2015年の東芝の不適切会計発覚、2016年のウェスティングハウスの巨額減損によって大幅に毀損した自己資本を回復するため、2017年にアクティビストファンド等も含む投資家への約6000億円の新株発行を実施したことが、今回の提案の遠因とも言えます。東芝は、その後発表した「東芝Nextプラン」で企業価値を向上させるため、2016年には家電事業やヘルスケア機器の売却、2018年は東芝メモリの分社化、パソコン事業やテレビ事業の売却と矢継早に各種施策を打ちました。しかし、外部環境の変化もあり、東芝Nextプラン通りのV字回復には、当初予定よりも時間がかかってしまっています。2017年に東芝株式を取得したアクティビストは不満を抱え、積極的に株主提案を行っています。そうした状況の中で、CVCキャピタルが買収提案を行うに至りました。

東芝の打ち手

  • 2016年
    東芝ライフスタイルを家電・エレクトロニクス・電機業界大手のMidea Group(美的集团)へ売却
  • 2016年
    医療機器・ヘルスケア機器業界大手の東芝メディカルシステムをキャノンへ売却
  • 2017年
    ウェスティングハウスが経営破綻
  • 2018年
    パソコン(ダイナブック)事業をシャープへ売却
  • 2018年
    東芝メモリを分社化・売却

    ベインキャピタルを中心とするコンソーシアムへ売却し、キオクシアへと社名を変更しました。東芝は40%の株式を保有しています。

  • 2018年
    テレビ事業をハイセンスへ売却
  • 2020年

    東芝の理論株価(6560円、株式価値ベースで3兆円)=既存事業の価値(2.2兆円)+キオクシア持分価値(8000億円)ーネット有利子負債等で計算されます。

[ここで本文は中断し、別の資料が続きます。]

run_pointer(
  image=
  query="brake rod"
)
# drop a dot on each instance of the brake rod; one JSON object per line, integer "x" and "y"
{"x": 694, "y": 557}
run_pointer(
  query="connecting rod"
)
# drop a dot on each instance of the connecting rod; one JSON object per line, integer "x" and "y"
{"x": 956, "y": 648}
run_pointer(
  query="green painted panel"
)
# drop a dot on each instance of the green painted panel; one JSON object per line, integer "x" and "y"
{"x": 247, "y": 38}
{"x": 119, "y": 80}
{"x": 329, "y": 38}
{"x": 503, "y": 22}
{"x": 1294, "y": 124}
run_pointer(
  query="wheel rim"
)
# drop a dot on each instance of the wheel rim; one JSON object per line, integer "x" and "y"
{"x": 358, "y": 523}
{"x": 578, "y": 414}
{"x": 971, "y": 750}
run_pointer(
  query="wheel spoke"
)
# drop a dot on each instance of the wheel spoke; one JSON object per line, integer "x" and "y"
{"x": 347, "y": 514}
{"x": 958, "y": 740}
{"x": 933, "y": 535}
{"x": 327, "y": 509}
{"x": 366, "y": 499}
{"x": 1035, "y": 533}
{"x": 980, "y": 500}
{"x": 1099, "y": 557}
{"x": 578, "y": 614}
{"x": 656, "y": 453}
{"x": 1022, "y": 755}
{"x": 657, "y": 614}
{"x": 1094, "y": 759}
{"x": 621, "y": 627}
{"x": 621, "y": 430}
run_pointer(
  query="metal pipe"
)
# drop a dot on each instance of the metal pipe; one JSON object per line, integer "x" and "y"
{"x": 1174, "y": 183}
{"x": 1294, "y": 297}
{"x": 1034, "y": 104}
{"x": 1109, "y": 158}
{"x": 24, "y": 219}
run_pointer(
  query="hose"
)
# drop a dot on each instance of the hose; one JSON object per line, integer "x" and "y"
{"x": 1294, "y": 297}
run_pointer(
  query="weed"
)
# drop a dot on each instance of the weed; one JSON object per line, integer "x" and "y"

    3Dインベストメントパートナーズが実施した、既存事業の価値評価は、事業部毎のサムオブパーツ方式で、簡易に試算をしております。カッコ内は2019年の各事業部の売上高と営業利益率です。⇒参照したデータの詳細情報

    東芝の事業部門別の株式価値
    東芝の事業部門別の株式価値 出所:3Dインベストメントパートナーズの資料を基にディールラボ作成

    原子力事業:2490億円 (143億円、10%)
    火力・水力発電事業:1280億円 (221億円、4%)
    送配電機器:1060億円(228億円、7%)
    エレベーター:2330億円(241億円)
    照明:810億円(134億円)
    空調:2550億円(223億円)
    産業システム:1630億円(405億円、5%)
    プリンター:2060億円(507億円、4%)
    HDD:2170億円(453億円、3%)
    ストレージ機器:2360億円(314億円、6%)
    ICTソリューション:1530億円(256億円、7%)

  • 2020年12月

    エフィッシモも総会決議の調査を付議しました。

  • 2021年3月
    エフィッシモ案が臨時株主公開で承認

    外部の第三者委員会が2020年7月の株主総会の議決権行使を調査

  • 2021年4月7日
    CVCキャピタルによる買収提案

    NHKによれば(⇒参照したデータの詳細情報1株約5000円での提案があった模様。日経新聞やその他のメディアによると、買収提案には、買収コンソーシアムには産業革新投資機構や日本政策投資銀行へも参加を呼びかけ、6月中に最終提案を提示、7月TOBを実施予定。
    マイクロンがキオクシアに対して300億ドルでの買収提案を検討しているとのWSJによる報道。

  • 2021年4月9日
    東芝取締役会が提案書受領後に正式検討する旨発表

    防衛事業などが改正外為法や外国貿易法上のクリアランスが得られるか、資金調達が得られるか等の前提条件があり、検討の時間が必要

東芝の株価推移

CVCキャピタルからの提案受領後株価は大きく上昇しました。

東芝の株価推移


買収実現までにクリアすべきポイント

改正外為法

東芝は原子力や国防事業を営み、安全保障に関わる事業を手掛ける国内企業と定義されるため、改正外為法に基づき、海外の投資家が1%以上の株式を取得する際は、財務省と経済産業省による事前審査が必要となります。

キオクシアホールディングス

半導体は経済安全保障上の重要産業であり、既に4割を保有している外資系のベインキャピタルに加え、CVCがキオクシアの4割の株式を保有する東芝を買収すると、全体として9割を外資系が保有することになります。